Market is always twists and turns, due to lack of market enthusiasm, shrinking volume, long failed to continue to support the rise of financial stocks, banks, brokerage stocks tail down, bank stocks and even become the main force of the fall, stock index 3300 points to be lost.
At the close, the Shanghai stock index fell 16.34 points, closing at 3286.07 points, trading at 329 billion 960 million yuan, the Shenzhen Composite Index rose 23.42 points, closed at 11556.65 points, the gem continued to rebound sharply, rose 50.93 points, closed at 2045.32 points, and reached a new high.
Analysts say
Financial stocks
Recent frequent movements have broken away from the bad situation of the stock market in the early stage. Under the stimulation of interest rate cuts and Shenzhen Hong Kong Exchanges, financial stocks still have the foundation of performance, and they can not rule out the possibility of collective going up in the near future.

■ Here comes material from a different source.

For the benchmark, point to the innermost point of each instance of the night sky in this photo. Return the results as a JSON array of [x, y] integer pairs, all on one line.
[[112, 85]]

Quantity can cause short-term shocks.
monetary policy Or further easing
Yesterday's February national consumer price index (CPI) and producer price index (PPI) data released by the National Bureau of statistics showed that CPI rose 1.2%, an increase of 1.4% compared to the same period last year, less than 2% in 6 consecutive months, and a decrease of 0.7% in PPI, a decrease of 4.8% over the same period last year, and a decline of 36 months in a row, and the decline continued to expand.
In this regard, agencies generally believe that monetary policy may be further relaxed, the rate cut in February will not be the end of monetary easing.
For the aftermarket, analysts pointed out that this week's new blood pumping effect makes the market short term difficult to appear a big class rebound, short and short wins and losses are still difficult to see, 3300 points will be repeated.
The market has been in a state of contraction earlier, and it may become an important factor limiting the height of the market rebound.
Ningbo Hai Shun analysts said that from the volume of volume, yesterday, the total amount of two cities can total 652 billion yuan, the same level compared with the previous day.
Therefore, although the stock index short line stabilizes, but considering this week's new share of the new purchase capital face pressure is still larger, especially on Wednesday, Thursday, the most intensive new shares, respectively 10 and 11, "blood pumping effect" will be more obvious.
Under the pressure of lack of funds, if there is no strong policy stimulus, the structural market will continue throughout this week.